Liberia's Truth and Reconciliation Commission determined that the 1994 Kpolokpai massacre was led by fighters of the Liberian Peace Council, a rebel group fighting Charles Taylor's National Patriotic Front of Liberia. The cocoa-growing village of Kpolokpai is located around 25 miles (40 kilometres) north of Gbarnga, the town that served as the headquarters of Taylor's rebels.

The massacre in September 1994 began when Liberian Peace Council fighters rounded up the residents of Kpolokpai. They used machetes to hack to death around 30 alleged National Patriotic Front of Liberia rebels before opening fire on the crowd, killing the rest.

Grace Yeaney, a member of a group of women that initiated the burial, said the people of Kpolokpai grew tired of government promises of a proper burial.

"Lots of people have been coming and seeing the bones and promising that they would carry out a ceremony like this, but that was not happening," she said. "So we have come to give a befitting burial to these people who are Liberians and our own people."

Culture of impunity

Some mourners, like Michael Biddle, who came from Gbarnga to attend the ceremony, said they felt justice still needed to be served.

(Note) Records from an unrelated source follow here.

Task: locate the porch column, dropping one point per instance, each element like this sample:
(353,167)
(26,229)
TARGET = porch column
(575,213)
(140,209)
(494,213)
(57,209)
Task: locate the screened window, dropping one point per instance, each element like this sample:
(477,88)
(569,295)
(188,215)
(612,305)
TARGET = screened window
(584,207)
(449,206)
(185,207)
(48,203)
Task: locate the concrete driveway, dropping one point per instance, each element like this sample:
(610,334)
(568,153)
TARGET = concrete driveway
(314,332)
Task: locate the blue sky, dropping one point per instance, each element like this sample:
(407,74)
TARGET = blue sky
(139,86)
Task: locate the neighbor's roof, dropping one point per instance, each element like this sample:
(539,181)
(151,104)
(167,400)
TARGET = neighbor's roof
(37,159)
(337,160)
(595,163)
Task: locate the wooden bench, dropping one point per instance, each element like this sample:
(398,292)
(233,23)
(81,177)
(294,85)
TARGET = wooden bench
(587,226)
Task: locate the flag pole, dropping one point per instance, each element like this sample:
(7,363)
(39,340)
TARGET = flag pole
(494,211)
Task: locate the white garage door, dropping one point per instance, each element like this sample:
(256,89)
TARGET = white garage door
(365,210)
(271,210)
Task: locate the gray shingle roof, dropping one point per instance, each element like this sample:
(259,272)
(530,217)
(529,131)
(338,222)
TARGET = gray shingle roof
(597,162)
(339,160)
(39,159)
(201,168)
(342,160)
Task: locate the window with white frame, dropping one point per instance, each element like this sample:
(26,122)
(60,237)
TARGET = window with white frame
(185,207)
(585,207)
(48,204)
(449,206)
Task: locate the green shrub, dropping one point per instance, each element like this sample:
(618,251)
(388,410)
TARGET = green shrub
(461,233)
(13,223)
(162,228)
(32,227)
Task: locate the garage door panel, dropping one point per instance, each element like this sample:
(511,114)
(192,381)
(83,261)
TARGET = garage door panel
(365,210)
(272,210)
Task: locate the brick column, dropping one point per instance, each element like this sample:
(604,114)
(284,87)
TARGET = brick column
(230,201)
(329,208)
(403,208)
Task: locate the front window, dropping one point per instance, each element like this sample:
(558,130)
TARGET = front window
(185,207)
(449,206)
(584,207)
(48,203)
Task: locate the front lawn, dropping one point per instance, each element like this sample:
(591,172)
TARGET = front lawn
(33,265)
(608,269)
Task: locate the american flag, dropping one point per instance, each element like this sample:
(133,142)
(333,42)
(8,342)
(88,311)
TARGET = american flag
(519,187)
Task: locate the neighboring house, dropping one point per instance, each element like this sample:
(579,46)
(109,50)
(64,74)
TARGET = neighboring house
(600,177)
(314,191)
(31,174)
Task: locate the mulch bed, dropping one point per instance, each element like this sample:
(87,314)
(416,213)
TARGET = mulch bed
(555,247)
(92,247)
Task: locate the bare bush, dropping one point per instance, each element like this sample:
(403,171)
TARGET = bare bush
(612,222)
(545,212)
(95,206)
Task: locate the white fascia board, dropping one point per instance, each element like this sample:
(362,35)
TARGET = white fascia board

"To see skulls upon skulls, bones upon bones just exposed in this manner after 15 years," he said. "The culture of impunity should stop. People should be made to pay the price for these kinds of things."

The Liberian civil war began in 1989 when the National Patriotic Front of Liberia launched its first offensive and ended in 2003 when Taylor, who had been elected president, was forced into exile. He is now on trial in the Hague for multiple crimes against humanity.

The country's Truth and Reconciliation Commission issued its final report this summer, recommending prosecution for former heads of warring factions.